Open metagn opened 1 year ago
So for defining a normal ADT, you first need to define a distinct
/object
for each variant? I don't see the advantage of this over directly supporting ADTs.
I already wrote all the points above but I guess more succinctly:
case
, of
mechanismsAlso "defining a normal ADT" does not have to be any different than that. It would be really simple to build a macro that defines one of these types based on ADT syntax (I used the syntax type List[T] = adt ...
above but that wouldn't work with generics):
type List[T] {.adt.} = Nil | Node[T](value: T, next: List[T])
# becomes
type
Nil = object # or Nil[T] = object
Node[T] = object
value: T
next: List[T]
List[T] = union(Nil, Node[T])
If anything "you have to define distinct/object types for each variant" is a good thing, because the information about each variant is available as an existing type. You also get to act on these as a "set of types", meaning you can break them down into their parts, or tack on new types easily.

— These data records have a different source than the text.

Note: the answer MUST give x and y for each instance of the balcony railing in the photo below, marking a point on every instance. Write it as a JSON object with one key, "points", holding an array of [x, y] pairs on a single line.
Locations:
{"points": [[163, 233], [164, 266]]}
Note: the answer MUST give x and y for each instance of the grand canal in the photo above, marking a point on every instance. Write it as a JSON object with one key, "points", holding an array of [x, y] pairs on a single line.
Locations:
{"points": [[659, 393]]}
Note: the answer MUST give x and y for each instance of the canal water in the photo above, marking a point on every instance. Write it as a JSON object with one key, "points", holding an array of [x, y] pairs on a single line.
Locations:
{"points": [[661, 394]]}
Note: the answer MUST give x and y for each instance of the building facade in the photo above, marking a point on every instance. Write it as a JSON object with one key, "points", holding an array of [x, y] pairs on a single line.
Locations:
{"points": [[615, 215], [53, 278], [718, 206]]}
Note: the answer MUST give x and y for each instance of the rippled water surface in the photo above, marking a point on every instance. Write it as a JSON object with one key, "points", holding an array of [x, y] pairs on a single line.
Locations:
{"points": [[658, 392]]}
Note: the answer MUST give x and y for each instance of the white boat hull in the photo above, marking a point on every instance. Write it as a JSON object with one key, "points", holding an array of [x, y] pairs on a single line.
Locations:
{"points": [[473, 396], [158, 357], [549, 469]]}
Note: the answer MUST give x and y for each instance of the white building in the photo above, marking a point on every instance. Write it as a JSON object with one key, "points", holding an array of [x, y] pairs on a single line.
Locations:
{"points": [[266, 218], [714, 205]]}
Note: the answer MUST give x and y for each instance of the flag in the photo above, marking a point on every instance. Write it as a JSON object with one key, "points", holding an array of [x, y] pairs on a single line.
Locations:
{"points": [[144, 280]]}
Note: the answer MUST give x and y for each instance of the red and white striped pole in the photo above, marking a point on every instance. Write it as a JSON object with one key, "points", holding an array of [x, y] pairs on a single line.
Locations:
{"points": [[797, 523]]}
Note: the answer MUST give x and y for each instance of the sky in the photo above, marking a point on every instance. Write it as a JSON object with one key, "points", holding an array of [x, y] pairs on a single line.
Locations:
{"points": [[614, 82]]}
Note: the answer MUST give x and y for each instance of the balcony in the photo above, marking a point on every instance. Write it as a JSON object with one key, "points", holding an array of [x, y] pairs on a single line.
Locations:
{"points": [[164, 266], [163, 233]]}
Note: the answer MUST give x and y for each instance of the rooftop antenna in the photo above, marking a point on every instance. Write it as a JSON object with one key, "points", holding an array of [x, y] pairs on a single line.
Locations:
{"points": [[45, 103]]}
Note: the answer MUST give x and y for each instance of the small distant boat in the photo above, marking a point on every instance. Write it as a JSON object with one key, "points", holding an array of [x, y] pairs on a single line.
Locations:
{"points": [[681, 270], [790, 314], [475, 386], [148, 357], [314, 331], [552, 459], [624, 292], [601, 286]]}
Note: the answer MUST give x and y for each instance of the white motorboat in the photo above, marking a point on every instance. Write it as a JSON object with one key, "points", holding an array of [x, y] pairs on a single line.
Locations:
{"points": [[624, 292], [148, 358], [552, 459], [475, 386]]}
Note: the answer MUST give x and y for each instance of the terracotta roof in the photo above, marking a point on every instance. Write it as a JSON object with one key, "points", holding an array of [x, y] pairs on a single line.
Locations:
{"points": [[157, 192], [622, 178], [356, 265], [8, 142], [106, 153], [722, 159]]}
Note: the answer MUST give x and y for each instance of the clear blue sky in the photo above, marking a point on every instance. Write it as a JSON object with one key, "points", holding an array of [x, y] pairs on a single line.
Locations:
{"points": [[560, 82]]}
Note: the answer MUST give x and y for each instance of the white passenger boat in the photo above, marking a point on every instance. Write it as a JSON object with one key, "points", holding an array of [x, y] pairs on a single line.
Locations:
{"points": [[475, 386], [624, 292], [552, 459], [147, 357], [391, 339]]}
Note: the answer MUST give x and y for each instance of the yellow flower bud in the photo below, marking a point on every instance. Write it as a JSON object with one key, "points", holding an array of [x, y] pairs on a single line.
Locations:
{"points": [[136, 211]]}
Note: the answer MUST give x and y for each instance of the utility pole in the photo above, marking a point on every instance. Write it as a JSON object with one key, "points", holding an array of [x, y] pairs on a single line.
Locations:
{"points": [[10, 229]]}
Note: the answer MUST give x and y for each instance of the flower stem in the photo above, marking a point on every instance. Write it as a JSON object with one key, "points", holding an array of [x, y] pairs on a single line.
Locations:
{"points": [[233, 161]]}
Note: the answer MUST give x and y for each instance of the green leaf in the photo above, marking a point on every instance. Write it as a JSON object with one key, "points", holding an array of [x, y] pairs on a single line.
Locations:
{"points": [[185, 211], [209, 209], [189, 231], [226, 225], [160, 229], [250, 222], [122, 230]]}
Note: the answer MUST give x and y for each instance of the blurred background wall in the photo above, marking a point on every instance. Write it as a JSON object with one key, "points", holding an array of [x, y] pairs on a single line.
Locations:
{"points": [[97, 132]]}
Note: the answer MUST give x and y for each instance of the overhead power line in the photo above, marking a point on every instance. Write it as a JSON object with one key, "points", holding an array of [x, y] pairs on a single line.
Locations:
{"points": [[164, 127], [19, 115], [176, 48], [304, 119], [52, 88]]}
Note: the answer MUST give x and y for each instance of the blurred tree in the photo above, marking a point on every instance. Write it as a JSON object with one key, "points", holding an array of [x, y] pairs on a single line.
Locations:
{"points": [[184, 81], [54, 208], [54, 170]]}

Imagine you have a type like this:
type
FooKind = enum fooInt, fooFloat, foo32Array
Foo = object
case kind: FooKind
of fooInt:
i: int
of fooFloat:
f: float
of foo32Array:
arr: array[32, Foo]
Now imagine if you had a large seq of Foo
that only contained fooInt
and fooFloat
nodes. You wouldn't define it as seq[Foo]
because then it would use 30x as much memory than if you just considered the branches of Foo
that used int
or float
. Instead you have to do something like:
type
FooKind = enum fooInt, fooFloat, foo32Array
Foo = object
case kind: FooKind
of fooInt:
i: int
of fooFloat:
f: float
of foo32Array:
arr: array[32, Foo]
FooIntFloat = object
case kind: FooKind
of fooInt:
i: int
of fooFloat:
f: float
else: discard
proc intFloatOnly(foo: Foo): FooIntFloat =
case foo.kind
of fooInt: FooIntFloat(kind: fooInt, i: foo.i)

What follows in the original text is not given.